新一代测序(NGS)技术导致了基因组数据量的空前增长，同时也增加了共享、存档、整合和分析这些数据的挑战。NGS的规模和效率对这些庞大的基因组数据的分析、基因相互作用、注释和表达研究提出了挑战。然而，使用大数据框架的工具和算法可以安全地克服NGS的这一限制。在此框架下，我们回顾了NGS大数据算法的知识现状，以揭示测序、分析和注释等方面的隐藏模式。基于apache的Hadoop框架为大规模数据分析提供了一个感兴趣且可适应的环境。它有几个组件，用于以容错方式将大规模数据分区到商用硬件集群上。MapReduce、Cloudburst、Crossbow、Myrna、Eoulsan、DistMap、Seal和Contrail等软件包执行各种NGS应用程序，如适配器修剪、质量检查、读取映射、从头组装、量化、表达分析、变体分析和注释。本文从NGS的角度综述了Hadoop技术的应用现状、使用情况和局限性。

本文章由计算机程序翻译，如有差异，请以英文原文为准。

查看原文本刊更多论文

Next-generation sequencing revolution through big data analytics

ABSTRACT Next-generation sequencing (NGS) technology has led to an unrivaled explosion in the amount of genomic data and this escalation has collaterally raised the challenges of sharing, archiving, integrating and analyzing these data. The scale and efficiency of NGS have posed a challenge for analysis of these vast genomic data, gene interactions, annotations and expression studies. However, this limitation of NGS can be safely overcome by tools and algorithms using big data framework. Based on this framework, here we have reviewed the current state of knowledge of big data algorithms for NGS to reveal hidden patterns in sequencing, analysis and annotation, and so on. The APACHE-based Hadoop framework gives an on-interest and adaptable environment for substantial scale data analysis. It has several components for partitioning of large-scale data onto clusters of commodity hardware, in a fault-tolerant manner.

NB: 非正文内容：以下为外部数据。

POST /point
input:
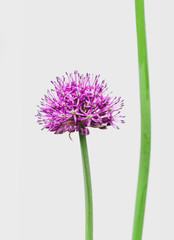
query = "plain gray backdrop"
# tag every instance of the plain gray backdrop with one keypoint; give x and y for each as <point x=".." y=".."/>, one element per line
<point x="41" y="178"/>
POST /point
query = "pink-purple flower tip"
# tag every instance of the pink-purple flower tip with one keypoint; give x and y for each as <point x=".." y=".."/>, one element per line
<point x="78" y="102"/>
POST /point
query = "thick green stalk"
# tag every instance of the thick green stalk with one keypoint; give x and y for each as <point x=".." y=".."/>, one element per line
<point x="145" y="122"/>
<point x="88" y="188"/>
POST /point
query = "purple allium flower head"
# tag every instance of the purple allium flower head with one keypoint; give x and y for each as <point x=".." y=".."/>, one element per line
<point x="78" y="102"/>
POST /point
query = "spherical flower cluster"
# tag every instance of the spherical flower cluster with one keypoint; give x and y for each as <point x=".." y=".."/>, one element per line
<point x="78" y="102"/>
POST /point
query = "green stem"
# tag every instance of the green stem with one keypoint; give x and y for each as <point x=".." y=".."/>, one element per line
<point x="88" y="188"/>
<point x="145" y="122"/>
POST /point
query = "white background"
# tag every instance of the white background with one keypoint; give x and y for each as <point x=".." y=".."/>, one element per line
<point x="41" y="180"/>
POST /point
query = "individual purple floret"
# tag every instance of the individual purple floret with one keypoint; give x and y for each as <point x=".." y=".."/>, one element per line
<point x="78" y="102"/>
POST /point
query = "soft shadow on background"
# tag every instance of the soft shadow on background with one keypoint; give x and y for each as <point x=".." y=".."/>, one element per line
<point x="41" y="181"/>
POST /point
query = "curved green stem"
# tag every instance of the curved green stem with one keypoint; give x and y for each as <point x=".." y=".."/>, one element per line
<point x="88" y="188"/>
<point x="145" y="122"/>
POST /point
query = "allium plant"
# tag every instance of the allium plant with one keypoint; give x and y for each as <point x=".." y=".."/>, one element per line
<point x="76" y="103"/>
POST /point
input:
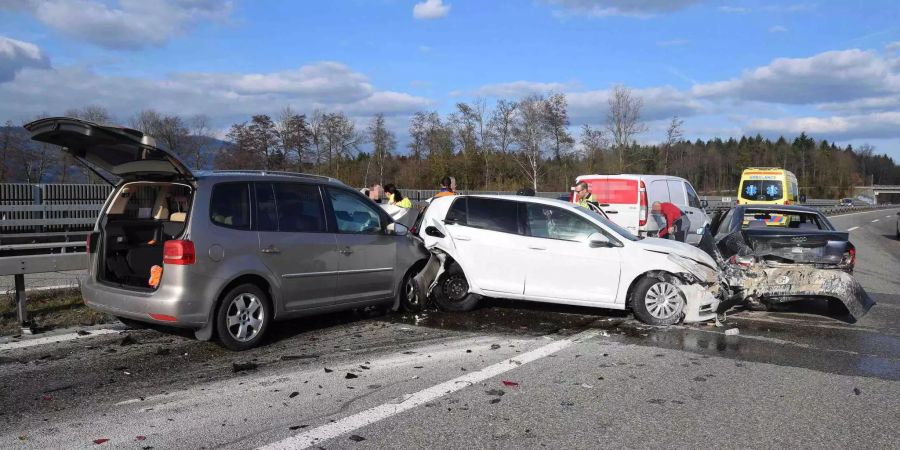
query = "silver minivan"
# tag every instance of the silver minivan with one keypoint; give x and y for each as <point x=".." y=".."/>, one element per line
<point x="226" y="253"/>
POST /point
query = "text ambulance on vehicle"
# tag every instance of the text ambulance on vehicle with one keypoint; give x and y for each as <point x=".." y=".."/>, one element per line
<point x="767" y="186"/>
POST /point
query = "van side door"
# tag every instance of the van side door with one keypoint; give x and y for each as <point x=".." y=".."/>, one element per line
<point x="295" y="244"/>
<point x="699" y="219"/>
<point x="367" y="254"/>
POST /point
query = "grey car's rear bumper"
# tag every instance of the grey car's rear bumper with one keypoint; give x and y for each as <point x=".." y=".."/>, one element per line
<point x="189" y="310"/>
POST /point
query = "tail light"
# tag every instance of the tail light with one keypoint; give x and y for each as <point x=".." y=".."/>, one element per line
<point x="643" y="213"/>
<point x="179" y="252"/>
<point x="849" y="258"/>
<point x="91" y="242"/>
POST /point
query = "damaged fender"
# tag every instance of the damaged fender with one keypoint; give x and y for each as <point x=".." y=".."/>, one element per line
<point x="787" y="284"/>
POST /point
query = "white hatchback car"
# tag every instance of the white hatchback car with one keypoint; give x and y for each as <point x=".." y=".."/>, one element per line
<point x="537" y="249"/>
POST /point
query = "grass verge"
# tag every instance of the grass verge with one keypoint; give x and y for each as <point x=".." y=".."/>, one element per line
<point x="48" y="310"/>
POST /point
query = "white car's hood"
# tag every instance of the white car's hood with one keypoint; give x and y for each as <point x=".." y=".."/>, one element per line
<point x="678" y="248"/>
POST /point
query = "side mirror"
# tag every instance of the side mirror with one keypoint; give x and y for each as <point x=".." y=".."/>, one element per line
<point x="397" y="229"/>
<point x="433" y="232"/>
<point x="596" y="240"/>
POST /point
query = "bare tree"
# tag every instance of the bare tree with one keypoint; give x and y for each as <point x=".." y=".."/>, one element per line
<point x="530" y="132"/>
<point x="623" y="120"/>
<point x="673" y="135"/>
<point x="383" y="144"/>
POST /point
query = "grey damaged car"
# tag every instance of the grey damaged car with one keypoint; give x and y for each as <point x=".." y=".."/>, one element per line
<point x="773" y="254"/>
<point x="226" y="253"/>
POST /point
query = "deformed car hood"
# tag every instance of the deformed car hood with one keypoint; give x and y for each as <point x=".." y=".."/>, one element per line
<point x="679" y="248"/>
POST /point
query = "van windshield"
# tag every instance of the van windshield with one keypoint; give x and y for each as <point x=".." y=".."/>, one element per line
<point x="762" y="190"/>
<point x="614" y="191"/>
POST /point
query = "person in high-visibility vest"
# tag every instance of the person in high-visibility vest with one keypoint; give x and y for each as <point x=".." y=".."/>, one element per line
<point x="396" y="198"/>
<point x="582" y="195"/>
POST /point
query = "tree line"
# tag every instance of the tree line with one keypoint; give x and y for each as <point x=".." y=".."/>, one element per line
<point x="506" y="144"/>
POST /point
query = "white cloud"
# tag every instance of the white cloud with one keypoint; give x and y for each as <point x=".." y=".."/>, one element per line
<point x="659" y="103"/>
<point x="860" y="126"/>
<point x="17" y="55"/>
<point x="224" y="97"/>
<point x="633" y="8"/>
<point x="123" y="24"/>
<point x="430" y="9"/>
<point x="834" y="76"/>
<point x="517" y="89"/>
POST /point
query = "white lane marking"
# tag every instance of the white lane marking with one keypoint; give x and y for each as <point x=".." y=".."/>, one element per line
<point x="410" y="401"/>
<point x="53" y="339"/>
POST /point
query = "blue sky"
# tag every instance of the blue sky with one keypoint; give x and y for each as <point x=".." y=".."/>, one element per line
<point x="831" y="68"/>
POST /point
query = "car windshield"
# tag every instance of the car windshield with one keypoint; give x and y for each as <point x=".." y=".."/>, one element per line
<point x="762" y="190"/>
<point x="609" y="224"/>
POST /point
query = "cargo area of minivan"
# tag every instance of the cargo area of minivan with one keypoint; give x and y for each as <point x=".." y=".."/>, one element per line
<point x="138" y="221"/>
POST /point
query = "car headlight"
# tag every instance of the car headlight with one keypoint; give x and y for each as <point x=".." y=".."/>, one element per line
<point x="696" y="269"/>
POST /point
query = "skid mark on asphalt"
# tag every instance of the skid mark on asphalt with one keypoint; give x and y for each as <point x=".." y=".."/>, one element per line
<point x="410" y="401"/>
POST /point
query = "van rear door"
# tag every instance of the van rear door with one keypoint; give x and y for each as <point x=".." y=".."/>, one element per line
<point x="618" y="197"/>
<point x="119" y="151"/>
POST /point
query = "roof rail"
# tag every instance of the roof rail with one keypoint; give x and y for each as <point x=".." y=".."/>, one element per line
<point x="277" y="172"/>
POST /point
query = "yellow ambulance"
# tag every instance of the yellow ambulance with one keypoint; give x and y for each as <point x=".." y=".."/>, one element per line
<point x="767" y="186"/>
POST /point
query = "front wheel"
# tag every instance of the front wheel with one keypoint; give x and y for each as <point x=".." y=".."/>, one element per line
<point x="658" y="302"/>
<point x="243" y="317"/>
<point x="452" y="291"/>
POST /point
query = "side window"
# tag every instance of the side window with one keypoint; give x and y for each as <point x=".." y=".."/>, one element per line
<point x="266" y="213"/>
<point x="693" y="198"/>
<point x="492" y="214"/>
<point x="555" y="223"/>
<point x="300" y="208"/>
<point x="457" y="213"/>
<point x="353" y="213"/>
<point x="676" y="192"/>
<point x="658" y="192"/>
<point x="230" y="205"/>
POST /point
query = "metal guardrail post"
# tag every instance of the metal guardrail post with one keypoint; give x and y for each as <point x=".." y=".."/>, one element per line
<point x="22" y="312"/>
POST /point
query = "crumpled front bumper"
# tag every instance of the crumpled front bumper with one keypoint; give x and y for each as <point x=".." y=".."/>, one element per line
<point x="787" y="284"/>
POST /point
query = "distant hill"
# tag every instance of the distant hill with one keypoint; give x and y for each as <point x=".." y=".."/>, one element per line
<point x="211" y="147"/>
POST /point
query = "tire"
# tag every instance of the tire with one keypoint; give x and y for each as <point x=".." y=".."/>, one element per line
<point x="658" y="301"/>
<point x="248" y="311"/>
<point x="131" y="323"/>
<point x="452" y="291"/>
<point x="411" y="300"/>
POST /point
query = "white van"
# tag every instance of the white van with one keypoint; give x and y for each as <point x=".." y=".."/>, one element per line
<point x="627" y="199"/>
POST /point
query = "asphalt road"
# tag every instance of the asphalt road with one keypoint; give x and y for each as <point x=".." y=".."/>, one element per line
<point x="505" y="376"/>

Packages like MapReduce, Cloudburst, Crossbow, Myrna, Eoulsan, DistMap, Seal and Contrail perform various NGS applications, such as adapter trimming, quality checking, read mapping, de novo assembly, quantification, expression analysis, variant analysis, and annotation. This review paper deals with the current applications of the Hadoop technology with their usage and limitations in perspective of NGS.

求助全文

通过发布文献求助，成功后即可免费获取论文全文。去求助

来源期刊

Frontiers in Life Science MULTIDISCIPLINARY SCIENCES-

CiteScore

5.50

自引率

0.00%

发文量

期刊介绍： Frontiers in Life Science publishes high quality and innovative research at the frontier of biology with an emphasis on interdisciplinary research. We particularly encourage manuscripts that lie at the interface of the life sciences and either the more quantitative sciences (including chemistry, physics, mathematics, and informatics) or the social sciences (philosophy, anthropology, sociology and epistemology). We believe that these various disciplines can all contribute to biological research and provide original insights to the most recurrent questions.